How do you handle UTF8 encoded string in ABL?

Posted by jquerijero on 10-Oct-2011 13:19

-cpinternal is 1252 Basic which I believe is a superset of UTF8.

I'm calling a .NET method that returns a long UTF8 encoded string and storing it to a LONGCHAR. I'm getting a "cannot convert CLOB/LONGCHAR" error when using COPY-LOB CROM varLongChar TO FILE "c:\stuff.xml". Adding NO-CONVERT works.

Any ideas?

All Replies

Posted by maximmonin on 11-Oct-2011 03:24

Add:

convert source "utf-8"

when read from file "stuff.txt"

Posted by jquerijero on 11-Oct-2011 09:12

I'm trying to write to stuff.txt, and I believe LONGCHAR always use the -cpinternal setting.

Posted by gus on 11-Oct-2011 09:25

I think Windows-1252 is a SUBSET of utf-8. It is a legacy Microsoft character set for Latin alphabets and uses 8 bit characters. It is similar to ISO-8859-15 but many of the characters have different code points.

When you define a LONGCHAR variable, by default, it uses the same character encoding as that specified for -cpinternal. You can change that by using the FIX-CODEPAGE statement before assigning a value to the variable.

Posted by jquerijero on 11-Oct-2011 15:19

I added FIX-CODEPAGE(cLongChar) = "UTF-8". I'm still getting a "Error converting CLOB/LONGCHAR" when using COPY-LOB from a longchar to file. I don't believe you can specify what codepage to use in COPY-LOB statement. I think that's where the problem lies.

Posted by gus on 11-Oct-2011 15:36

The output file has a code page too. The default is specified by the value of -cpstream. However, you can specify both the source code page and the target code page in the copy-lob statement or that no conversion is to be performed.

copy-lob from lcvar to file "foo.dat" convert source codepage utf-8 target codepage utf-8.

or

copy-lob from lcvar to file "foo.dat" convert target codepage utf-8.

or

copy-lob from lcvar to file "foo.dat" no-convert.

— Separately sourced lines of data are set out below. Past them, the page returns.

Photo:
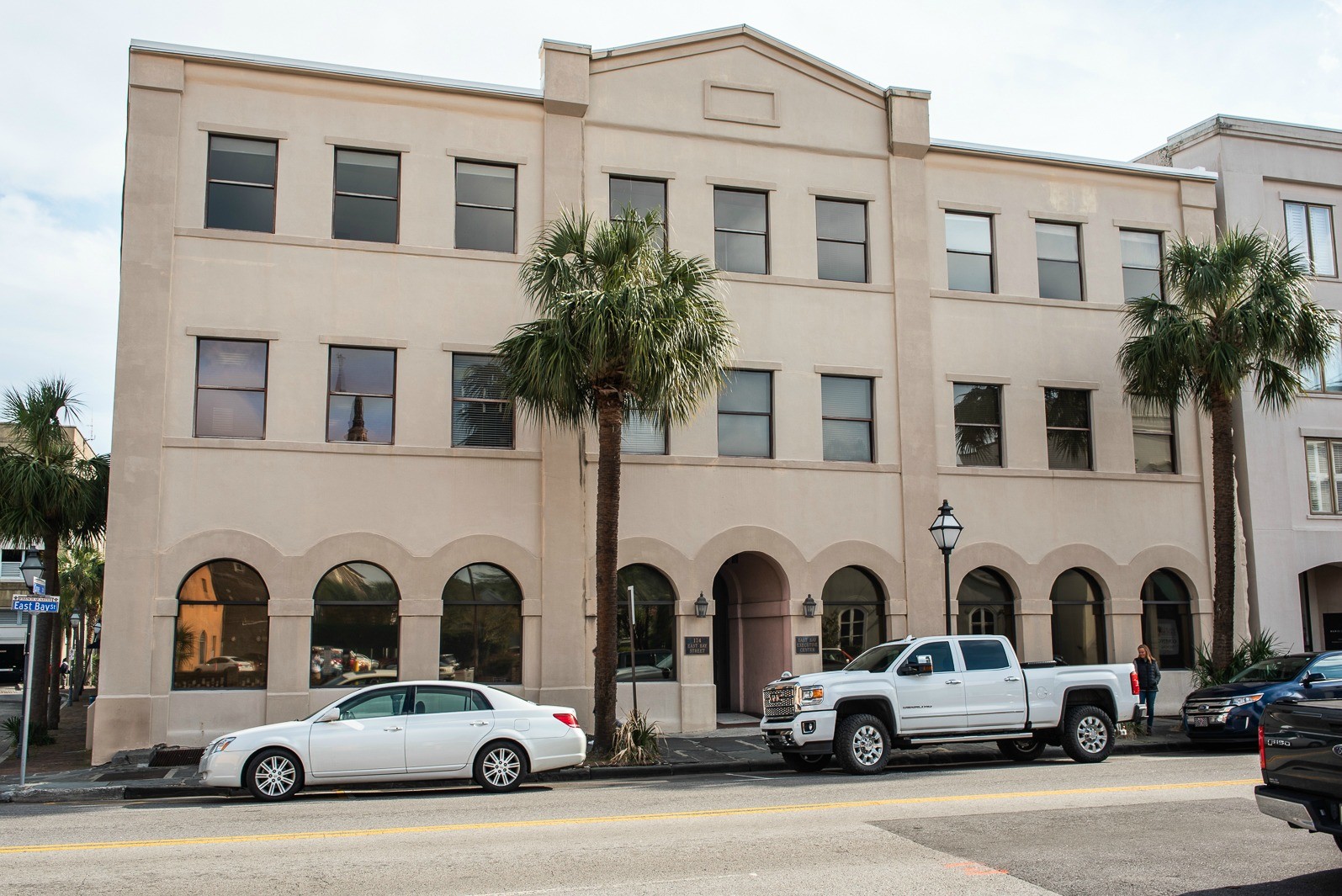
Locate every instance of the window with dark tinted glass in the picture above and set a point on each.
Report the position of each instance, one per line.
(241, 184)
(741, 230)
(486, 207)
(1153, 436)
(979, 426)
(231, 388)
(841, 241)
(969, 252)
(1059, 261)
(745, 415)
(367, 196)
(361, 403)
(1067, 417)
(639, 198)
(984, 655)
(1141, 264)
(482, 416)
(846, 417)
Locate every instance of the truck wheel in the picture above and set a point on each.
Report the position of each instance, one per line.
(804, 762)
(862, 745)
(1021, 750)
(1087, 734)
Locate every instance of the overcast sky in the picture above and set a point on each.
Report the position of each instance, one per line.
(1107, 79)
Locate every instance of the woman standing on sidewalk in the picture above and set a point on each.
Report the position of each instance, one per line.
(1148, 681)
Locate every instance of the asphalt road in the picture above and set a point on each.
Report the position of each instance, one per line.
(1141, 825)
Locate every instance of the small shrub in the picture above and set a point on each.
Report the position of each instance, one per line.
(636, 740)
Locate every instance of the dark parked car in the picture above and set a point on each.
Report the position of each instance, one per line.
(1229, 713)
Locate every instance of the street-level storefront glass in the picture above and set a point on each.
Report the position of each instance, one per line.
(221, 639)
(480, 636)
(854, 618)
(1078, 618)
(356, 631)
(1166, 620)
(654, 614)
(987, 605)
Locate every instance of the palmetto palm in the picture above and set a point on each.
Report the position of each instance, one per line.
(622, 324)
(49, 492)
(1239, 310)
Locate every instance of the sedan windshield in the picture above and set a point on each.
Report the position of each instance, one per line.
(1279, 668)
(878, 659)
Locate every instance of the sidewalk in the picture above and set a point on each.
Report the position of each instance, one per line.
(56, 776)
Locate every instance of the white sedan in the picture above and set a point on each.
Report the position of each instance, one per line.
(400, 731)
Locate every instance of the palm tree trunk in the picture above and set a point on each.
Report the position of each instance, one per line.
(1223, 533)
(609, 419)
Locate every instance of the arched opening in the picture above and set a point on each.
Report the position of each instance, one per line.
(652, 658)
(854, 618)
(987, 604)
(1078, 618)
(480, 634)
(356, 627)
(1168, 620)
(749, 631)
(221, 639)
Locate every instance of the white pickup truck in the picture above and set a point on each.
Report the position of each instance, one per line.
(945, 690)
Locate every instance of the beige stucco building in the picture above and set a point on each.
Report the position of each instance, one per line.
(918, 321)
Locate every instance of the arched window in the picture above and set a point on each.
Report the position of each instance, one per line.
(854, 620)
(987, 604)
(356, 632)
(654, 614)
(1166, 618)
(480, 639)
(223, 628)
(1078, 618)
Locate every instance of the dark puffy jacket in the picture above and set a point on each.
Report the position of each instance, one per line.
(1148, 674)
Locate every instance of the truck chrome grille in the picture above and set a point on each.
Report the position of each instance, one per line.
(780, 702)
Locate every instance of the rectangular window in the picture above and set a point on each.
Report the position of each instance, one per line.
(361, 395)
(1323, 467)
(741, 230)
(486, 207)
(231, 388)
(1059, 261)
(979, 426)
(482, 416)
(1329, 377)
(643, 435)
(1067, 420)
(367, 196)
(1308, 231)
(846, 417)
(745, 415)
(639, 196)
(841, 241)
(969, 252)
(1153, 436)
(241, 184)
(1141, 252)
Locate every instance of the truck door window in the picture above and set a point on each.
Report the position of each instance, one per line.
(984, 655)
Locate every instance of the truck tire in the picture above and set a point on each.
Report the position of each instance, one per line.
(805, 762)
(1087, 734)
(862, 745)
(1021, 750)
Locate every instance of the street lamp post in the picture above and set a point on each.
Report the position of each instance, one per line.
(945, 530)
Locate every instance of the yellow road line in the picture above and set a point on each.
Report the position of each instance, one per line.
(659, 816)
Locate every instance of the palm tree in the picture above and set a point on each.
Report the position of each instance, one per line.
(49, 492)
(623, 324)
(1239, 309)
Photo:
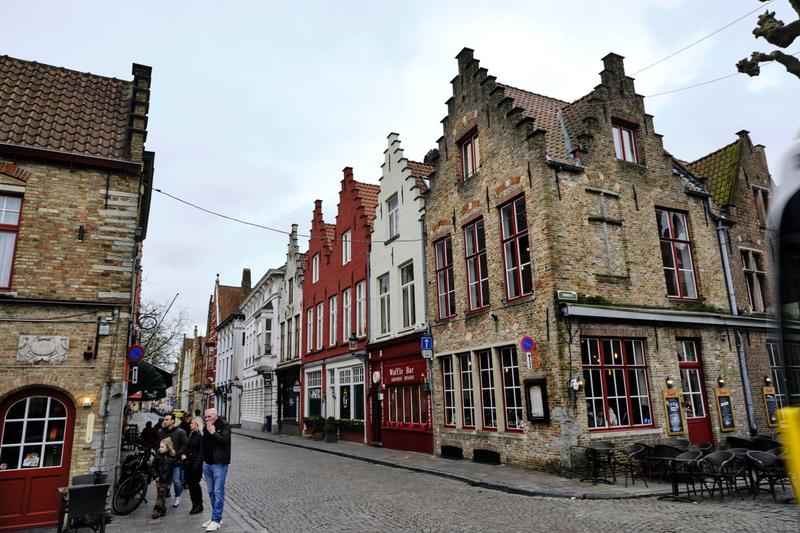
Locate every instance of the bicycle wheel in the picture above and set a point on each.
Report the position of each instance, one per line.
(129, 495)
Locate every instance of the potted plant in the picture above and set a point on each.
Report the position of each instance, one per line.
(331, 431)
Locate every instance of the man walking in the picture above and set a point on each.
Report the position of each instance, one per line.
(216, 458)
(170, 430)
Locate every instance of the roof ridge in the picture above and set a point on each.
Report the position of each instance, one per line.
(63, 69)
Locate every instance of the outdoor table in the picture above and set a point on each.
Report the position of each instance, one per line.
(673, 474)
(597, 454)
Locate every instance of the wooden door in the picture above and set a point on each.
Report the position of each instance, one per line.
(694, 392)
(36, 427)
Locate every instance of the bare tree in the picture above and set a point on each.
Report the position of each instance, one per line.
(775, 32)
(162, 329)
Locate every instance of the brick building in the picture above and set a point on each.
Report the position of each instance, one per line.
(335, 306)
(567, 222)
(75, 184)
(398, 392)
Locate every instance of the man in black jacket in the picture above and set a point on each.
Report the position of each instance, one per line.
(216, 458)
(170, 429)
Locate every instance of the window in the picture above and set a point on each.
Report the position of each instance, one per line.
(489, 407)
(33, 434)
(516, 249)
(314, 391)
(449, 391)
(320, 322)
(407, 406)
(477, 269)
(467, 388)
(625, 143)
(761, 199)
(332, 325)
(394, 216)
(407, 294)
(9, 228)
(756, 277)
(385, 303)
(361, 308)
(470, 156)
(444, 277)
(676, 254)
(347, 313)
(346, 240)
(512, 393)
(691, 379)
(310, 331)
(617, 394)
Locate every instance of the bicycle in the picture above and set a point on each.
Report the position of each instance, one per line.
(134, 479)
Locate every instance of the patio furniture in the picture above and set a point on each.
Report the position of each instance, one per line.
(84, 506)
(630, 460)
(599, 456)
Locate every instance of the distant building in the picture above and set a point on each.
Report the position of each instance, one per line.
(75, 186)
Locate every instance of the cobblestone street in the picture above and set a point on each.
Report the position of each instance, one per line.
(290, 489)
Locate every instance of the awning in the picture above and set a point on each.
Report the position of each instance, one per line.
(151, 382)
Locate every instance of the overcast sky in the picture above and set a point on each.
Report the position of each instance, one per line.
(257, 106)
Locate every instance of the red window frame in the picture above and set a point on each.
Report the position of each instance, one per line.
(673, 243)
(476, 265)
(470, 155)
(444, 273)
(616, 132)
(513, 238)
(14, 230)
(605, 370)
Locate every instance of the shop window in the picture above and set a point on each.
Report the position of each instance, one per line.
(676, 254)
(445, 283)
(477, 269)
(615, 376)
(516, 249)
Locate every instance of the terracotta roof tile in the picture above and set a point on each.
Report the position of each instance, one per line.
(229, 300)
(720, 169)
(54, 108)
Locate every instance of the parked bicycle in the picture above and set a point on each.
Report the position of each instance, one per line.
(135, 477)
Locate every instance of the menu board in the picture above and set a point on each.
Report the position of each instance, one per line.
(674, 412)
(725, 410)
(771, 405)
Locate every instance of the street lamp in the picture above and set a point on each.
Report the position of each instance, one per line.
(361, 355)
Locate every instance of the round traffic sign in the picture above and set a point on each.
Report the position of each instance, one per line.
(135, 352)
(526, 343)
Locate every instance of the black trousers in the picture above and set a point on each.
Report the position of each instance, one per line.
(193, 477)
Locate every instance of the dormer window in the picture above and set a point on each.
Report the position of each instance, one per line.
(625, 143)
(470, 155)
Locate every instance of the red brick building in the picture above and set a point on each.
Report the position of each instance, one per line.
(335, 306)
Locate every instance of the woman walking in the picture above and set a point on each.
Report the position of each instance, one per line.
(163, 465)
(194, 464)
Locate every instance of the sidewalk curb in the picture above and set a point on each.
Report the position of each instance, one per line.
(492, 485)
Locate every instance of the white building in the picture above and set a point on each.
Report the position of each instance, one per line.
(289, 341)
(259, 387)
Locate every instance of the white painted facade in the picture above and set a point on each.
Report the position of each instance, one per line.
(396, 243)
(259, 356)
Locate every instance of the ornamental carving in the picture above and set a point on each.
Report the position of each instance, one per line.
(42, 349)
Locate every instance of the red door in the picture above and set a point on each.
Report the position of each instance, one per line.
(36, 428)
(694, 392)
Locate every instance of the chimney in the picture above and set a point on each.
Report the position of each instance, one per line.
(247, 284)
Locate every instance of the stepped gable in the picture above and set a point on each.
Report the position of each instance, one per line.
(53, 108)
(719, 169)
(544, 111)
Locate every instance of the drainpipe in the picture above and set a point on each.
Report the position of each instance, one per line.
(726, 268)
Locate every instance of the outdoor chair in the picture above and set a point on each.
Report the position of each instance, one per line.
(630, 460)
(716, 468)
(765, 468)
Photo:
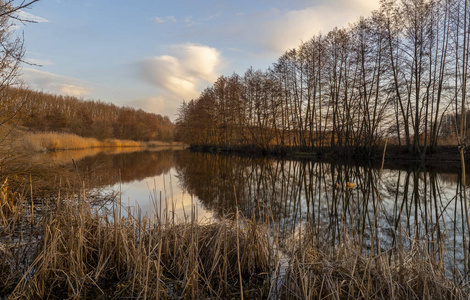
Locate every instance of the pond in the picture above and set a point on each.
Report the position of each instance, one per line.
(380, 210)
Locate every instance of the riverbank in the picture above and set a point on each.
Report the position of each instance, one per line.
(73, 250)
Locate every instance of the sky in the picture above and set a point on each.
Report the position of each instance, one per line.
(154, 54)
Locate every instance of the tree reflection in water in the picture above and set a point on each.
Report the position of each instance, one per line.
(406, 206)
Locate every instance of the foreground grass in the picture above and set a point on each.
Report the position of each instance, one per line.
(71, 249)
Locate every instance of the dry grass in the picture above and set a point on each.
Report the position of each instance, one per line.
(52, 141)
(317, 272)
(73, 250)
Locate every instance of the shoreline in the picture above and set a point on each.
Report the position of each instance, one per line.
(442, 158)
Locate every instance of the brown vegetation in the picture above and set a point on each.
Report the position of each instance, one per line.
(65, 114)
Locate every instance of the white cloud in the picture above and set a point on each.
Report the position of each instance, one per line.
(159, 105)
(180, 76)
(56, 84)
(186, 72)
(170, 19)
(38, 61)
(25, 16)
(158, 20)
(277, 31)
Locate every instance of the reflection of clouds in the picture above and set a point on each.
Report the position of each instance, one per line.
(57, 84)
(162, 196)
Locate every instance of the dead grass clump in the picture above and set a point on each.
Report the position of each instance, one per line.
(52, 141)
(346, 273)
(115, 143)
(86, 254)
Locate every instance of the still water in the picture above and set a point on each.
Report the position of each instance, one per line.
(393, 208)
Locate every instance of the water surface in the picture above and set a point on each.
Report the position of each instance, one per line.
(379, 210)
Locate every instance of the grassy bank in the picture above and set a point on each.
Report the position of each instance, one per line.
(70, 249)
(52, 141)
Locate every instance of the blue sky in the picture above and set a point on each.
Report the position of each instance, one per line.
(155, 54)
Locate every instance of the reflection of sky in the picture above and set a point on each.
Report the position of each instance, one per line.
(161, 196)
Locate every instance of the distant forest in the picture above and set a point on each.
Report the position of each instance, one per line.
(40, 111)
(401, 75)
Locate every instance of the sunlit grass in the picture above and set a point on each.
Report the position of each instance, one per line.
(52, 141)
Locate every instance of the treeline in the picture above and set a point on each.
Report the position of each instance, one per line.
(397, 75)
(46, 112)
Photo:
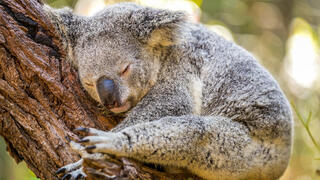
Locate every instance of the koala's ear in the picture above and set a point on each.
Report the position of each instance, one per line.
(156, 27)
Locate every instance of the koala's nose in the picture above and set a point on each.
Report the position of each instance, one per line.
(107, 92)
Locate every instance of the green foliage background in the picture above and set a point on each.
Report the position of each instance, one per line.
(264, 28)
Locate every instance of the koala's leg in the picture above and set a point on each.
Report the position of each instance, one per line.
(211, 147)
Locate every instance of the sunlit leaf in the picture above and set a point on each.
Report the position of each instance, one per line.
(197, 2)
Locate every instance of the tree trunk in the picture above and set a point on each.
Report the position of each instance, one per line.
(42, 101)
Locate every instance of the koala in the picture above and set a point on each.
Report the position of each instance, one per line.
(191, 99)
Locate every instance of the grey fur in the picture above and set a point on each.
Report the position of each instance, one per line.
(198, 102)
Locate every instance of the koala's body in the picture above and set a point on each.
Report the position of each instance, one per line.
(192, 99)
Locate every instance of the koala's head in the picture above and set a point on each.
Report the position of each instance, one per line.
(117, 52)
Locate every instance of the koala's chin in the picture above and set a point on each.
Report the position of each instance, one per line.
(125, 107)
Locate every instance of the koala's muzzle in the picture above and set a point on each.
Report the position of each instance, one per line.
(108, 92)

Posted by jquerijero on 11-Oct-2011 16:28

copy-lob from lcvar to file "foo.dat" convert source codepage utf-8 target codepage utf-8.

>>> This will not work. You will get a run-time error saying that you can not specify source codepage for LONGCHAR.

copy-lob from lcvar to file "foo.dat" convert target codepage utf-8.

>>> This doesn't work.

copy-lob from lcvar to file "foo.dat" no-convert.

>>> This is what I'm using now. I still need a good codepage conversion though if I ever needed to inspect the longchar first.

Some interesting stuff I noticed;

cLongChar = SomeClass:SomeNETMethod(). /* returns a UTF-8 encoded string */ --- results to cLongChar codepage of UTF-16 not UTF-8 not even the -cpinternal Basic-1252. I'm not really sure where it is getting that codepage.

So in a nutshell;

- the returned value SomeClass:SomeNETMethod() is being interpreted as UTF-16 instead of UTF-8

- a UTF-16 is stored in the longchar variable

- that UTF-16 longchar is being interpreted as Basic-1252 during COPY-LOB

Major confusion.

This thread is closed